Now, the common sense James would have called him over and said "When you get a minute can you move this stuff over to your side, so I don't get a ticket and a fine over it?"

But the overly compassionate James felt bad, reasoned that the guy was busy enough moving out of his home and probably didn't know the city rule. So compassionate James moved the neighbor's junk over to his side without bothering the guy, and had faith that the neighbor would get the hint and not do it again.

Nice gesture right? You would get the hint if you came outside to discard more stuff and saw that your junk had been moved over to your own yard, right? You'd put two and two together and realize the neighbor was telling you to keep it off his property...for whatever reason, right?

He didn't get it.

When dummy James and dummy James' wife got home this evening - about 30 minutes ago - what do we see? A fresh pile of junk behind our house courtesy of our now former neighbor. The fresh pile included his stankin' butt-smellin' refrigerator.

So what have we learned from this experience, people? When someone demonstrates repeatedly that they are irresponsible, and they show no signs of changing or even wanting to change, do not give that person the benefit of the doubt.

Because I had faith that this clown didn't mean any harm I cleaned up after him. All I did by breaking a sweat and moving this guy's junk for him was give him another out from responsibility, give him more room - on my property, no less - to litter and get me in trouble, and create more work for myself.

My former neighbor exercised Very Bad Burnettiquette. But then so did I by being a sucker.


  • You really should learn the motto of South Florida which is "No Good Deed Goes Unpunished" (Don't even think about it-I got the bumper sticker ordered already). Again, I see your Southern upbringing coming to bear in a negative way when it comes do dealing with jackasses properly. You, as a southerner and a Black man, feel pangs when you see a fellow neighbor being cast unceremoniously into the street with wailing family in tow. You harken back to this anectdotal time when we would have taken each other in and cared for one another had something so dire occurred on our very street. You long for the days where a community could pull together and save one of its members (cue violins and idyllic pastoral scenes rife with cherubim). But wake up, son, this ain't OZ and you ain't never been Dorothy.

    First off, he's getting evicted for non-payment of rent, so you should feel glad. That means he won't be back, even if he comes up with the money. You did right by not adding insult to injury and offering to help him move his sh*t out of the home and away from your life. But your obligation to be neighborly stopped right there.

    From the sounds of it, this evicted former neighbor (which, by the way, dissolves the obligation to be neighborly) got what he deserved. He didn't work, pay the bills and was a pain in the ass to live next door to. Good riddance. The fact that he never took hints on how to live in Miami seem to be a recurring theme in the guy's life. He never took the hint that he should pay rent, he never took the hint that he should get a job -- you see where I'm going here.
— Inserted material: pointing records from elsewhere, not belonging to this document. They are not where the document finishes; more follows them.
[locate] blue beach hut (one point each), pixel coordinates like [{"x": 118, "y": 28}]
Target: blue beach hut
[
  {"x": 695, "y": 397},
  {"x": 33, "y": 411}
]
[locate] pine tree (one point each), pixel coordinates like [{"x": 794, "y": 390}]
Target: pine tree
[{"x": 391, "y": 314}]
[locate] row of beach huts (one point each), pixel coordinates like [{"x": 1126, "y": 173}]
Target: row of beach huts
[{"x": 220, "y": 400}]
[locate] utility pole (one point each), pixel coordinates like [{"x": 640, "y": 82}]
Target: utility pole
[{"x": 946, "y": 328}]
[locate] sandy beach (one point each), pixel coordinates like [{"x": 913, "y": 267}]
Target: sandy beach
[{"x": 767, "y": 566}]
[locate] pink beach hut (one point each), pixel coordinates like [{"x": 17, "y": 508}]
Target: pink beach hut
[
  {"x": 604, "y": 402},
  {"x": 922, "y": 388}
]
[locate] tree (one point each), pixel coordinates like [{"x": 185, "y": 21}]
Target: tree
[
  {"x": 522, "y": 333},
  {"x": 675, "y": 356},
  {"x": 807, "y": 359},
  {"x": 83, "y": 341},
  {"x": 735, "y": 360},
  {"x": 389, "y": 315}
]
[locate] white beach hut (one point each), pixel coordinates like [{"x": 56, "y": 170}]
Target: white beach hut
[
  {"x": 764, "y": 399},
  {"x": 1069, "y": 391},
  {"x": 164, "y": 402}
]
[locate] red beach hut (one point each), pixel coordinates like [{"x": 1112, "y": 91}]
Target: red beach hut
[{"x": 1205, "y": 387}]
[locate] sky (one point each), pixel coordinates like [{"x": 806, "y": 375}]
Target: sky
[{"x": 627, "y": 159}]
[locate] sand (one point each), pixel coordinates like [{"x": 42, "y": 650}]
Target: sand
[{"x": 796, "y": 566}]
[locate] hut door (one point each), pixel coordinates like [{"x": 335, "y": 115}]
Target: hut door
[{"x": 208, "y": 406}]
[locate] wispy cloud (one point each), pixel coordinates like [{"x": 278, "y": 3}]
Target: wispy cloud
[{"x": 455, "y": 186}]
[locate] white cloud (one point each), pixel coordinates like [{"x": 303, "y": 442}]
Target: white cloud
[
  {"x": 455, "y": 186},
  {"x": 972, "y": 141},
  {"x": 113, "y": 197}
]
    The last thing you should feel here is guilt. Maybe you say, If I'd only paid more attention/Helped the fella out...
    The eviction was the only voice this dude would listen to, so don't interfere with the lesson this young man is getting. He obviously needs it desperately. Let's just hop he doesn't come back to get his stuff, find it hauled away, and decide your house may contain some of the very things he's seeking.

    By Anonymous Big Daddy, at 3:35 PM  

  • Sheesh, BD! I didn't feel that kind of guilt. I felt one small pang, and that was because I didn't think it would be nice to stop this deadbeat in the midst of his moving his things out and ask him to take a moment to clear his junk off of my rear swale. That was it. No other guilt. I said from the beginning good riddance. My only regret in retrospect (as I stated in my post) was that I felt even a single pang of guilt. I should have told him immediately "Hey, when you're done moving your stuff you need to move this stuff off my space and back onto yours."